Wednesday, March 26, 2008

Killer Wail

Recently I received an email complaining that Orca lost information when doing a Save Transformed.

The sender was working on repackaging an msi that had to be finished with extreme time pressure and Orca was losing files when doing the Save Transformed As. He subsequently downloaded and installed InstEd, and in short order had his transformed msi saved with all data intact.

Orca's "Save As" and "Save Transformed As" issues are well documented, but no less dangerous for that.

From the "Special Considerations when editing Databases" page in the Orca Help:

Embedded Streams and Storages
When a database is saved using the Save As… or Save Transformed As… command, embedded binary streams (such as embedded cabinet files) are not saved to the new database unless they are part of a data row. Embedded sub-storages (nested install files) are never saved to the new database.

But the question remains, why doesn't it save the sub-storages? From my previous post, you might remember that the _Streams table is an abstraction of the subset of the underlying OLE structured storage that represents all the binary fields in the database.

The critical thing to understand is that while all binary fields in regular tables (such as the Icon table) are backed in the _Streams table, not all fields in the _Streams table are represented in regular tables.

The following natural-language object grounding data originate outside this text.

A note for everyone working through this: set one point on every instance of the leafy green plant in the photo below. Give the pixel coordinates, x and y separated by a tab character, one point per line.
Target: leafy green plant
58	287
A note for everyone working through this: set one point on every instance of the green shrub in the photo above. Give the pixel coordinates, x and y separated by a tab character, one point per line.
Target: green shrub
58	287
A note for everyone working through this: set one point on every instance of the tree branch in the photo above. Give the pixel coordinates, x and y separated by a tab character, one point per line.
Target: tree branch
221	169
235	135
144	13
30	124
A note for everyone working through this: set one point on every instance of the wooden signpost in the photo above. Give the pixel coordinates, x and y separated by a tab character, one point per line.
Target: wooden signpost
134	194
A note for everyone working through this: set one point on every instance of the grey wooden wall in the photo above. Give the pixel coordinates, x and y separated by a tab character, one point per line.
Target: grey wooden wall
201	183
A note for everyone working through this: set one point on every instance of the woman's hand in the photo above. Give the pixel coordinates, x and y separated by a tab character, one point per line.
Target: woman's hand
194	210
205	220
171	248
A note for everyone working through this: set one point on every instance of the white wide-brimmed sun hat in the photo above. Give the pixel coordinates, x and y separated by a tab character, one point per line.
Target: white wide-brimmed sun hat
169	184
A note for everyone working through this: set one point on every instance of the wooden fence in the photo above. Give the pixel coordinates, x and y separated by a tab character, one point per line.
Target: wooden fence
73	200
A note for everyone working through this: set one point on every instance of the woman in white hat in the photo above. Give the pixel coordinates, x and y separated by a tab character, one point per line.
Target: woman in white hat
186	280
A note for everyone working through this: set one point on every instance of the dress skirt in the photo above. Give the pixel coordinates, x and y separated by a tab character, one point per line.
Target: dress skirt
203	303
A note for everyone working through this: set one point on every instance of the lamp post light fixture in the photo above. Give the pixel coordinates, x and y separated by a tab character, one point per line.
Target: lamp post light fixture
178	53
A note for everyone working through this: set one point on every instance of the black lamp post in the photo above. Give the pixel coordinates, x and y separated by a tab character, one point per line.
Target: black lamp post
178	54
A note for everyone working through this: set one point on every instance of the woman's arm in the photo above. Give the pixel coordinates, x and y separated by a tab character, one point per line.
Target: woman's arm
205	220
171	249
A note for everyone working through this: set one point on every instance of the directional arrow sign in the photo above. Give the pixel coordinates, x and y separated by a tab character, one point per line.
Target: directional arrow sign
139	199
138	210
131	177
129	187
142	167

When Orca does a Save As, or Save Transformed As, operation it creates a new database, and copies, table by table, row by row, the data into the target database. But, it doesn't copy all the _Streams rows that aren't represented in regular tables. Nor does it copy OLE structured storage entities that aren't represented by regular tables. Therefore, this data never makes it into the target database.

So, while the newly created database contains all the persistent tables, it can be missing data that is critical to the msi.

Note that critical data can be stored in the underlying OLE storage entities, that aren't in the _Streams table. For example, language transforms that are applied when an msi is installed, are stored as OLE structured storage entities, but are not represented in the _Streams table.

So why would you ever use the Save As feature in Orca? Well the only advantage is that it writes a fresh database, which means that the wasted space from many additions/deletions/edits gets trimmed out. But while the msi may be smaller, you have to be sure that all important data in the msi is represented in the persistent (regular) tables, otherwise it will get lost.

It seems to me that given the risks associated with this command, it would have been better named "Compact Database As", and not "Save As". And similarly, "Save Transformed As", should warn the user that it may lose information.

There is no way with Orca to perform a "Save Transformed As" without losing the information, unlike "Save As", where you can copy the source msi before editing and saving.

Could a tool compact the database and not lose the critical information? Well, yes, but only if it completely understood how the Windows Installer API uses the OLE structured storage. It could create a new database, copy all the tables, copy all the _Streams rows unique to the _Streams table, and then copy the remaining OLE structured storage entities, but the problem is that there is no documentation on how to tell which entities have already been copied when the tables were copied.

How does InstEd implement Save As and Save Transformed As? InstEd copies the underlying database file to the target, and then applies all changes that have been made since the underlying database file was last saved. This is equivalent to copying the underlying database to the target and then editing it. In this way, all the non-persistent table data is maintained, but you don't get a fresh database, with optimal space saving.

InstEd uses a similar mechanism for "Save Transformed As" to ensure that no data is lost.

If you wanted to achieve equivalent beahviour to Orca's Save As, you could export all the tables, and import them to a new and empty database.


c-l-b said...

Could a tool compact the database and not lose the critical information?
try this

Neil said...

Thanks c-l-b,

For other readers, the tool c-l-b links to is SolidWorks's Unfrag.exe, which is a generic OLE Compound File defrag app.

An alternative is EcoSqueeze.

I haven't tried these tools, but on the face of it they should work (if coded correctly). What they won't do is reduce fragmentation within tables, as the tables are black boxes to the OLE Compound File format.